Post # 1
My fiance informed me today that his cousin (a bridesmaid) plans to go get a dress made for her to change into after the ceremony. This kind of offended me because she had always told my fiance that she wanted to be a bridesmaid in our wedding so she basically made herself a bridesmaid and now she plans to change into a custom made dress for the ceremony and its not going to be the color i chose for my bridesmaids. I don’t understand why if i am not even picking the style of the bridesmaid dresses, i am choosing the color and having them wear pretty much whatever style in that color. So it’s not like im making her wear a dress that is uncomfortable or that she dosnt like.
I don’t understand why she can’t just have a dress made for her but in the bridesmaid color which is purple.
So i am bothered by this and am thinking of not having her be recognized as a bridesmaid after she takes off the bridesmaid dress, meaning that if there were to be photos taken of all the bridesmaids at the reception, i would not like her in them with her mismatched dress.
Would I be doing wrong in not recognizing her as a bridesmaid after she takes off the purple dress? Or should I tell her that I would really like for her to leave the dress on?
Post # 3
@Mrs.Ramos2b: that sounds odd doesnt it, I have never heard of a bridesmaid changing dresses.
Post # 4
I think it’d be fair for you to politely ask her to keep the bridesmaid dress on, as you would like to keep the cohesiveness for the reception photos.
Post # 5
tats unheard off … i agree with sheesh , for unity looks in photos, politely ask her not to change..
Post # 6
Brides change their dresses which was unheard of not so long ago!
I think you can ask her to keep it on until the photos/speeches/dances etc are done but afterwards why can’t she change? Is there really any valid reason not to let her change into something she is more comfrtable in so she can enjoy the end of the reception?
Post # 7
I think it’s weird she wants to change, but I don’t think it’s worth being bothered about. You have enough to worry about. Deciding to change will make her look cooky, not you.
Post # 8
That does sound strange so there must be a good reason. You should ask her why she wants to change before you get upset.
Post # 9
Her changing dresses would make me think she’s going to try and “out do the other girls in the wedding party”.

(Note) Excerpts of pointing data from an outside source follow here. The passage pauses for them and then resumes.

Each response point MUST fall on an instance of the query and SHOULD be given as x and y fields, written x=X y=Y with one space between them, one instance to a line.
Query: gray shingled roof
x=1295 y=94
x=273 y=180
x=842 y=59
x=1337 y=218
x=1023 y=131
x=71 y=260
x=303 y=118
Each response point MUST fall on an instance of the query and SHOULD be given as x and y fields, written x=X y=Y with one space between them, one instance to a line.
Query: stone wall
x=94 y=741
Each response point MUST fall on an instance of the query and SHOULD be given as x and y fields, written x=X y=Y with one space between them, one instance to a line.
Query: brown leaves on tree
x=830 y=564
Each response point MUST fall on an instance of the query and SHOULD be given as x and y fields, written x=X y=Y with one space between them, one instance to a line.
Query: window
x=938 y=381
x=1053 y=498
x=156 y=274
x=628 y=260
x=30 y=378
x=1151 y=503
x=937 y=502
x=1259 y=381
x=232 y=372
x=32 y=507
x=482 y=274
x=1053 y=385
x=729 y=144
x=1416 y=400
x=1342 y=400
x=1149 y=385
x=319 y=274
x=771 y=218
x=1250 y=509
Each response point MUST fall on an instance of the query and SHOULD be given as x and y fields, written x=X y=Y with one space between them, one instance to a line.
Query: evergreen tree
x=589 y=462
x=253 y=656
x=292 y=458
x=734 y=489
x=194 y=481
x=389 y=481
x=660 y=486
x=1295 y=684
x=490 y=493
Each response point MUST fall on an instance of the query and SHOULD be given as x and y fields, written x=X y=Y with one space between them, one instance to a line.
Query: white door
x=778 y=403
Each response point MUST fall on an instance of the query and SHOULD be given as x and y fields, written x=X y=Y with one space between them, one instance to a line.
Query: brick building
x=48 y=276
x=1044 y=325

The bride changes dresses or whatever sometimes because the bride is centre of attention and that is acceptable. A bridesmaid changing dresses is an indication of wanting more attention than what she thinks she might get. Ultimatum either wear the bridesmaid dress all day or wear the other dress as a guest.
Post # 10
Why didnt your fi tell her straight away that it would be unacceptable to change dresses anyway?
Post # 12
I think it’s fine. If you’re doing a reception entrance with your wedding party then I would ask her to stay in her dress until that is over. Once you’re in the reception and walking around, what she’s wearing won’t matter anymore. In fact, you’ll be so preoccupied with all your other guests that you probably won’t even notice.
Post # 13
Not only do I think it’s strange that she wants a separate reception dress, it’s way over the top for her to be getting one custom made! Who’s she trying to impress???
Post # 14
It is weird but maybe there’s more to the story. Why not just ask her about it? You can kindly let her know that your plan for photos is a cohesive look and tell her that unfortunately, if she changes, the pictures won’t include her.
Maybe, she means she’s having a dress to put on after all of the “major” events of the night are over. Maybe it’s a dress that will be easier for her to dance in after the photos and all the obligatory bridesmaids things are done.
Post # 15
This is odd. I’ve never heard of a bridesmaid wanting to do this.
I think you and your Fiance should both tell her that it’s not ok to do this. Normally I would be like…omg get over it, BUT the fact that she had a custom dress made is strange. Have you seen it? Is it like a wedding dress?
Post # 16
I changed at my friend’s Destination Wedding (I was MOH) – but it was a small wedding with a reception being held in the main area of the resort (so other people not with the wedding were there). I asked if she minded (well after all the traditional stuff was done) because I had a bad sun-burn and the straps on the dress were KILLING me. We have some great photos from the latter half of the night dancing together after I changed and she was perfectly happy.
FYI – I changed into a yellow strapless sundress (not a custom gown!!)…I would never have assumed it was ok to change under any circumstances or without her permission prior to attending the wedding. In other weddings I have been in, I wore the dress all night (as did all the other girls). I do agree that it’s very awkward that she is not asking but rather, TELLING you that she will not wear the dress after the ceremony.
I agree with the PP who said…make her wear it all night, or tell her to come as a guest.